В те годы много еще заключенных на стройках работало, и молодежь там была, вот стройки комсомольскими и назывались. Обычно лагерная зона находилась через дорогу от промзоны. Утром ворота открывались, с двух сторон охрана с собаками выстраивалась, и заключенных по счету перегоняли из одной зоны в другую. Вечером все в обратном порядке происходило. ИТР в основном были вольнонаемные.

Заключенных заинтересовывали: выполнят дневную норму на сто двадцать один процент – им засчитывают три дня срока, а нет – день за день. Вот тут и была собака зарыта: бригадир, по-лагерному бугор, выжимал от начальника участка (старшего прораба) проценты, а прораб – выполнение плана. Бугор – это здоровенный мужик сорока-пятидесяти лет с пудовыми кулачищами. Он водил бригаду – сто с лишним заключенных со сроками от пяти до двадцати лет. Там у них царили свои правила, но слово бугра – закон. Некоторые прорабы наживались: заключенным в нарядах – процент для зачета, себе – процент от их заработка. Это были приличные деньги.

Вот на такую стройку Леонид и попал старшим прорабом. Ростом его Бог не обидел, умом он был доволен, а хватку и настырность унаследовал от отца и деда.

Заключенные – народ глазастый, сообразительный. Северянин им понравился. Леонид держал слово, наряды закрывал как надо, а сам получал живые деньги в карман. И разгорелся у него аппетит. Стал он выжимать из бригады больший процент: хотел машину быстрее выкупить и жениться. Редко почему-то последнее время писала ему Виктория, а если и получал, то короткие, сухие письма ни о чем, ровно и чувств никаких она к нему не испытывала.

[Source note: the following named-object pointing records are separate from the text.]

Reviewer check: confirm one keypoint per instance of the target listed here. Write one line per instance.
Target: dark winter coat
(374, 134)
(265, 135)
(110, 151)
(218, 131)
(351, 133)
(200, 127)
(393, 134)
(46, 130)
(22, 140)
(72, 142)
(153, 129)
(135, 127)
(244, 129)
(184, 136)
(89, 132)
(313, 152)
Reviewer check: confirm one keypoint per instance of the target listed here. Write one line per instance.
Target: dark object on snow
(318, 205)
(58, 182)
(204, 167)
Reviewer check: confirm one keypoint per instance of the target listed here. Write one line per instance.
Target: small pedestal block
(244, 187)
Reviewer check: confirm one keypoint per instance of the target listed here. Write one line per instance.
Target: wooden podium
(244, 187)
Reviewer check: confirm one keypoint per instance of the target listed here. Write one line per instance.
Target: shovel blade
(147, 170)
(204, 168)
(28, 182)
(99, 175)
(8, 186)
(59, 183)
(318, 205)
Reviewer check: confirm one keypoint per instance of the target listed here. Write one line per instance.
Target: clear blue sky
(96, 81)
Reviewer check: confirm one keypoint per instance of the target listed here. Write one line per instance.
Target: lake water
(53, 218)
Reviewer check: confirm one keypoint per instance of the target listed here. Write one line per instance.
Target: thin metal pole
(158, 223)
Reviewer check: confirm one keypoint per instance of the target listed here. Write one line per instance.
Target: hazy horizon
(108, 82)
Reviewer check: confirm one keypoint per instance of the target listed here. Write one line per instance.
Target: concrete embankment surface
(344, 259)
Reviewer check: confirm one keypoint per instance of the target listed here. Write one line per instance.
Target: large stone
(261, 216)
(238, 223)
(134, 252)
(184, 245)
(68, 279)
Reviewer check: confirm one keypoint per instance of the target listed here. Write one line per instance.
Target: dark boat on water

Два года Леонид в отпуск не ездил, чтобы отношения с бугром не нарушить и договор с магазином на покупку машины не разорвать. Каждую ночь снилась ему Виктория со своей дочкой-куколкой. Отправлял он ей часто жаркие послания, уверял в любви и умолял подождать еще несколько месяцев. А от ее писем, как на грех, веяло прохладой, ответ всегда запаздывал. Предчувствовал он что-то неладное, не терпелось ему, птицей хотелось улететь, чтобы своими глазами увидеть, ждет она его или просто отписки шлет.

Надо было сделать еще несколько взносов, и можно было забирать «Волгу». Ужасно переживал, как бы что не сорвалось…

Не вытерпел он и потребовал от бригады еще денег. Получил отказ и закрыл наряды на сто один процент.

В летний полдень напал на него в прорабской зэк с ножом. На счастье, все обошлось мелкими порезами. Леонид отобрал нож и выгнал заключенного. О происшествии не заявил (не хотел затевать дело, свой умысел имел), обвинил в этом бугра и за ЧП с ножом потребовал больший процент от зарплаты. Бригадир тоже был не промах – затребовал часть денег обратно, не желая больше иметь дело. У Леонида все деньги в магазине – бугор это знал. Зашли в тупик: кто кого?